In fact, every major study since 1999 that has focused on this myth has debunked it. 

2. The Appendix is Useless

The appendix is notorious for becoming inflamed or rupturing and has long been rumored to be completely useless, even in the scientific community where it was thought to be a vestigial organ left over from millions of years of natural selection that had failed to excise it from the human body. 

This is an evolutionary myth. 

But, if so, what is the appendix good for?

Well, according to Heather F. Smith, PhD, associate professor at Midwestern University Arizona College of Osteopathic Medicine, the appendix actually protects beneficial gut bacteria. 

In her research, which was published in the journal Comptes Rendus Palevol, she found that the appendix had evolved independently in 30 different species of animals and rarely disappeared after its evolution. 

The appendix has also been linked to the regulation of the immune system because it contains immune system tissue.   

1. Nails Grow After Death

The myth that nails and hair continue to grow even after death is widespread in the public consciousness, partly because of novels and other media that perpetuate it. Even today, it’s still a commonly held belief about the human body. 

But if it’s not true, where does this idea come from?

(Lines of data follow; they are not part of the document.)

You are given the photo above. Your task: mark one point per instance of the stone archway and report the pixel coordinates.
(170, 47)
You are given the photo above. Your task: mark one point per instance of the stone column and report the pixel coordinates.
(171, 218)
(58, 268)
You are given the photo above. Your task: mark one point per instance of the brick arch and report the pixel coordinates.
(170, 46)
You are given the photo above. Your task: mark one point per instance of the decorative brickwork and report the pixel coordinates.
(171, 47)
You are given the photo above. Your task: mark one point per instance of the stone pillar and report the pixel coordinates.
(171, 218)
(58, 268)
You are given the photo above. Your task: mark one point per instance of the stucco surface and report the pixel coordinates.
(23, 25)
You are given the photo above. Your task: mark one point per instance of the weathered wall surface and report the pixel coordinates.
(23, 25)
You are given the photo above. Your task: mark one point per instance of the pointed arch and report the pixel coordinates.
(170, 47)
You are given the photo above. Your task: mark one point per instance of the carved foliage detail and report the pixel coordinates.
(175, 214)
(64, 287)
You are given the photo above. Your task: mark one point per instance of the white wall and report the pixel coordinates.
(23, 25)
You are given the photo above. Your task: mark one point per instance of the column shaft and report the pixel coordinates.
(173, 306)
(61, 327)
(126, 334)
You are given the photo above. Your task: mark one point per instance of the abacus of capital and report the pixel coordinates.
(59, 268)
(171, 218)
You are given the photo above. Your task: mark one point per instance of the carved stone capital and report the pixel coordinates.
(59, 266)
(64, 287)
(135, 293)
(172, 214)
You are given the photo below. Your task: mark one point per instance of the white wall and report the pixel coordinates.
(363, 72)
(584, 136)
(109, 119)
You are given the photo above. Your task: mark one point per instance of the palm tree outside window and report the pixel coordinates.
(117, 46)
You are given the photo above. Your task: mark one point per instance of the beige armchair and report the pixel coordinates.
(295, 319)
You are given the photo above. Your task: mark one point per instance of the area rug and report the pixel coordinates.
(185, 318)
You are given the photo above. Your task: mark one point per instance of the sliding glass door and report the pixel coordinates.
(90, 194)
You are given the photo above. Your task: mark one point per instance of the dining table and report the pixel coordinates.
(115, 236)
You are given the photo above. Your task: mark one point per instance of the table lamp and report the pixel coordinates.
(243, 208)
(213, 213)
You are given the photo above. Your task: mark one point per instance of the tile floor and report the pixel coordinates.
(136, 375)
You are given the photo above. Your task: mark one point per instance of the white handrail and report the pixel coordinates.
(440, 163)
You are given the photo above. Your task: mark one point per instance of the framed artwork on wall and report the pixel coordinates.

Believe it or not, it’s actually rooted in the observation of real biological processes. When someone leaves this mortal coil, their organs must be harvested within thirty minutes (if the deceased happens to be an organ donor), though the skin can be harvested for skin grafts up to 12 hours after someone reaches their expiration date. After that period, the skin dries out, retracting and making the fingernails appear to have grown longer. 

The same is true of someone’s stubble, the skin on the deceased person’s chin retracts in the same way, making the stubble appear to have grown after death.

In reality, the body stops producing glucose after death, preventing the nails or hair from growing anymore.